Over 100 high street coffee retailers and organisations including Lloyd’s, Prudential, The Barbican Centre and London Metropolitan University are offering recycling facilities as part of the City of London’s Square Mile Challenge, in a scheme that aims to recycle five million disposable coffee cups by the end of 2017.
The organisers – environmental charity Hubbub and recycling company Simply Cups – claim the initiative will be the UK’s biggest ever coffee cup recycling scheme, with bright yellow bins in the shape of coffee cups placed on streets across the City, and cups collected from commuters at both Liverpool Street and Cannon Street stations during rush hour every week day throughout April to kick things off.
Here are the numbers: 2.5 billion paper coffee cups are used each year, with seven million of those thrown away across the UK on a daily basis. Only 1% of these cups are recycled, partly down to the plastic film inside preventing it being included with other mixed recycling.
The initiative will process the cups to create a plastic or recovered fibre material which will be made into new products, of which some will be donated to a cafe and outdoor community space due to open in the City sometime in 2018.
Shirley Rodrigues, London’s deputy mayor for environment and energy, said: “Until now there has been no consistent, reliable way to recycle coffee cups in the heart of London and so the Square Mile Challenge is a big step forward.”

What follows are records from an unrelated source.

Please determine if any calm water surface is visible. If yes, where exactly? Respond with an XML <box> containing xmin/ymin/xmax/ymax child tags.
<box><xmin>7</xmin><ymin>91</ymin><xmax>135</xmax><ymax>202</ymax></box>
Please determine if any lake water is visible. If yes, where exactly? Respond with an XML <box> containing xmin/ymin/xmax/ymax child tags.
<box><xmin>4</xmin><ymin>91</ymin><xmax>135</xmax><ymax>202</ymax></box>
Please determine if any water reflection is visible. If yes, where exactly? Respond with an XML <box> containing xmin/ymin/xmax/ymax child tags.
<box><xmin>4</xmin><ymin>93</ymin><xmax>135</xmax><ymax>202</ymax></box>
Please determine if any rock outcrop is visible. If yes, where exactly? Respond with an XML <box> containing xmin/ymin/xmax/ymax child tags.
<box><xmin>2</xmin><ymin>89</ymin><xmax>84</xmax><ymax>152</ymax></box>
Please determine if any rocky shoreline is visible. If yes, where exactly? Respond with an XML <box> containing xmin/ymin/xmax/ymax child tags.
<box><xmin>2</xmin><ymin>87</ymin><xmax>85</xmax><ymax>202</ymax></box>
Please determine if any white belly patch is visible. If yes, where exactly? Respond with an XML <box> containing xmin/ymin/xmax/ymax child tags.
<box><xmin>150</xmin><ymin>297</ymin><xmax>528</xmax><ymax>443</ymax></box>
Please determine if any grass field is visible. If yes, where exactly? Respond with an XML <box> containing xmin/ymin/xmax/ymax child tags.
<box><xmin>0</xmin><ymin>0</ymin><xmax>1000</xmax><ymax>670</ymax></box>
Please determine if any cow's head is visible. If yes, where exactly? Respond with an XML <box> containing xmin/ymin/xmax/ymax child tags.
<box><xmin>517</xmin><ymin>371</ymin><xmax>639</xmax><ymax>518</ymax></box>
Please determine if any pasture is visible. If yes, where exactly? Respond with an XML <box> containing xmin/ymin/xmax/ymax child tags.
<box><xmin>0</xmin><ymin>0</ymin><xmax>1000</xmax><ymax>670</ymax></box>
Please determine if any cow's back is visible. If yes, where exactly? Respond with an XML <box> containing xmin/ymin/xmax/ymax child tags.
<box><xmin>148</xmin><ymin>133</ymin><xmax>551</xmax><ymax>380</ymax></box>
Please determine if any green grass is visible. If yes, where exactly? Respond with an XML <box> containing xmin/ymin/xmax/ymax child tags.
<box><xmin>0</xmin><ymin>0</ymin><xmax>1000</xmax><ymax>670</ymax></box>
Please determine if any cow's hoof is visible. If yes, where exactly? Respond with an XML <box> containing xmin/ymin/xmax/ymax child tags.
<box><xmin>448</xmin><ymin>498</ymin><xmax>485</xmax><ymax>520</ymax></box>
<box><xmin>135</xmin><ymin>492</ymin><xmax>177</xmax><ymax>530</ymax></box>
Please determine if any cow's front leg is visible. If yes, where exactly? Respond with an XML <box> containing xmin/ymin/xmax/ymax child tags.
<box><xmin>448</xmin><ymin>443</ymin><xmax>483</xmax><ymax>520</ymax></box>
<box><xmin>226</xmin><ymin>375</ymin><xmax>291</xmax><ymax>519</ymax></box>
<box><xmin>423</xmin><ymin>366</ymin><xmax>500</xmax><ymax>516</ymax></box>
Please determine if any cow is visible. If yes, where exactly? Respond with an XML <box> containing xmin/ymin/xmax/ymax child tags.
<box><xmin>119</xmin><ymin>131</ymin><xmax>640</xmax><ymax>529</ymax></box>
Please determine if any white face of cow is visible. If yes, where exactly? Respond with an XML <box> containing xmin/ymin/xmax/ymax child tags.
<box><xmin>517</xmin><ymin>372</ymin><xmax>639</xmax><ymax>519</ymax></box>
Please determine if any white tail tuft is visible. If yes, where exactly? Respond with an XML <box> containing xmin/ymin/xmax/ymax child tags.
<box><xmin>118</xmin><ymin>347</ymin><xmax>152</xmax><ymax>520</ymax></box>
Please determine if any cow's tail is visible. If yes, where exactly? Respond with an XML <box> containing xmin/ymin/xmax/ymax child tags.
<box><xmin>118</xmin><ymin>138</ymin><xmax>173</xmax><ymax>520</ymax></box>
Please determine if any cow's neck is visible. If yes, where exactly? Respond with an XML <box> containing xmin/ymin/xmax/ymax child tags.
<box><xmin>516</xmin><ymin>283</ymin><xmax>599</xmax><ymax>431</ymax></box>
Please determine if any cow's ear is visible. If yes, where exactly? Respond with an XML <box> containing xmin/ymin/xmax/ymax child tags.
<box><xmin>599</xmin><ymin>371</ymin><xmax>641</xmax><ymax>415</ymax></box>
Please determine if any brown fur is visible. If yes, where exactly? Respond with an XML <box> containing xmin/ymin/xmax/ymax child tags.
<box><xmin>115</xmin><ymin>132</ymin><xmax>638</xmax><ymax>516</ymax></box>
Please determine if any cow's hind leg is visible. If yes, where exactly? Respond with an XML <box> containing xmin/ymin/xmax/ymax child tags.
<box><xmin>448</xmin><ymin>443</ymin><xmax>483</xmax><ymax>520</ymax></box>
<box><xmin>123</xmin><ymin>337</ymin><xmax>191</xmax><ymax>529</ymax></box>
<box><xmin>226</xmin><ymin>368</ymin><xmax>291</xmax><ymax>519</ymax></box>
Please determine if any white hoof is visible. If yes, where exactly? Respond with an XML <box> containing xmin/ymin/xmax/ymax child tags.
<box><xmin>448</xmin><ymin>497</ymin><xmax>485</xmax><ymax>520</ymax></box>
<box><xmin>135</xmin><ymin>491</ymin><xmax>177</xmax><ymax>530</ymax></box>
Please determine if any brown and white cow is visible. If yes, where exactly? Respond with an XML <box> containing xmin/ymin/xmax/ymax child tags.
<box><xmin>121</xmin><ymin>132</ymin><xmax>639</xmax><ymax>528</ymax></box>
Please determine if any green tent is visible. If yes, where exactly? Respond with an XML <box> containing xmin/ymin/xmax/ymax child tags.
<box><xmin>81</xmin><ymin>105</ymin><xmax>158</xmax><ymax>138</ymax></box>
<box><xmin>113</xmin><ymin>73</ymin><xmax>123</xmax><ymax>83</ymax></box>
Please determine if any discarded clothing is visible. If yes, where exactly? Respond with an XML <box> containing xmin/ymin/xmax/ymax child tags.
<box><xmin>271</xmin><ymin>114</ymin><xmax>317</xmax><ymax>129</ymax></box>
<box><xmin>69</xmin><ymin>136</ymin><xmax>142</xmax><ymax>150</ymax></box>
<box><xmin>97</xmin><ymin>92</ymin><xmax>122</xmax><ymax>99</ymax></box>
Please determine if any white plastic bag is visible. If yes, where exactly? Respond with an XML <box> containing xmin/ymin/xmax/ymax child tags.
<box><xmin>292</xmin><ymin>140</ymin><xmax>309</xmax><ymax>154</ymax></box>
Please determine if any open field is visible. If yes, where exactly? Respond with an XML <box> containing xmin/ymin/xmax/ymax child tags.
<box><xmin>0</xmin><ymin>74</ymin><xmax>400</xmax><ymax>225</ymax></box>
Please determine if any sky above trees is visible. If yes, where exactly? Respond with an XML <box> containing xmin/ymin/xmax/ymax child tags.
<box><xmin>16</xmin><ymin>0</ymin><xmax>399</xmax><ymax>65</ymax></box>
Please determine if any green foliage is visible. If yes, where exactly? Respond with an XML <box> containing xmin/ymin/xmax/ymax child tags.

Gavin Ellis, Co-founder of Hubbub, added: “We are delighted that so many organisations, including the local authority, Network Rail and businesses that are usually in competition with each other, are collaborating to tackle this issue. We hope that other parts of the UK will follow suit and eventually reach a point where recycling levels for coffee cups are on a par with those for drinks cans and bottles.”